Hablaba de todo ello mientras yo la miraba y no daba crédito al cambio. Le pregunté cuándo había empezado a experimentar mejoría. Me contestó que entre el segundo y tercer frasco, si bien, desde el final del primero había notado menos angustia. Le pregunté también por los síntomas físicos y me respondió que tenía menos necesidad de cortar patatas para comer sal pero todavía tenía algún momento en que necesitaba algo salado. También dormía mejor pero si despertaba temprano todavía le asaltaban recuerdos dolorosos de su infancia.

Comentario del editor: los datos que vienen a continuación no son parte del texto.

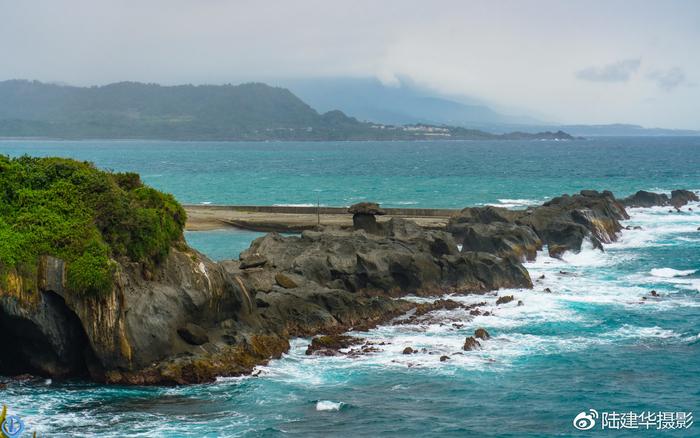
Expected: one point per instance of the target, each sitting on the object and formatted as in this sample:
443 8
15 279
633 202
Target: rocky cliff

La mejoría de la paciente era espectacular y en aquellos primeros tiempos de mi práctica homeopática me resultaba extraordinaria, más aún porque había hecho algo diferente con la prescripción de las potencias LM.

Como había evolucionado tan bien, las siguientes diluciones se las indiqué subiendo de 3 en 3 y cambiándolas cada 14 días, así siguió durante un tiempo, para pasar más tarde a la pauta de tomas en días alternos con descansos y cuando llevaba algo más de un año le retiré la medicación. En ese momento ya no experimentaba el deseo de sal que tenía al principio.

Cuando le di el alta, recordé aquella primera consulta, la expresión de la paciente, su angustia y su forma de manifestarla, entonces experimenté la satisfacción de haber sido intermediaria de su proceso de recuperación y curación. Pensé también, de qué modo un remedio homeopático extraído de la sal común, había logrado el cambio de vida en esta mujer. El mar al que ella acudía para sentirse mejor, que tanto le atraía y en el que quería perderse, tenía en su esencia la sustancia que podía curarla y poner orden en su vitalidad.

Un reto permanente

Nunca más supe nada sobre ella, sin embargo, en mi memoria quedó grabada aquella primera consulta que me dio la ocasión de introducir un cambio cualitativo en mi forma de indicar las potencias LM. Después de esta paciente abandoné la aplicación rígida de unas normas que indicaba a todos los enfermos por igual y empecé a adaptar la prescripción a la situación de cada uno. Han pasado desde entonces unos cuantos años y siempre recuerdo a esta paciente con gratitud porque me dio la oportunidad de asumir un reto que modificó mi forma de trabajar. Después han venido muchos pacientes que también me han puesto en situación de tener que adaptar el método a su caso particular.

La homeopatía es una ciencia médica con unas bases teóricas y, ante todo, un arte de curar que permite adaptar el método terapéutico a la manifestación de la enfermedad en cada paciente.

Por cierto, algo también sorprendente de aquella paciente... su nombre era Marina.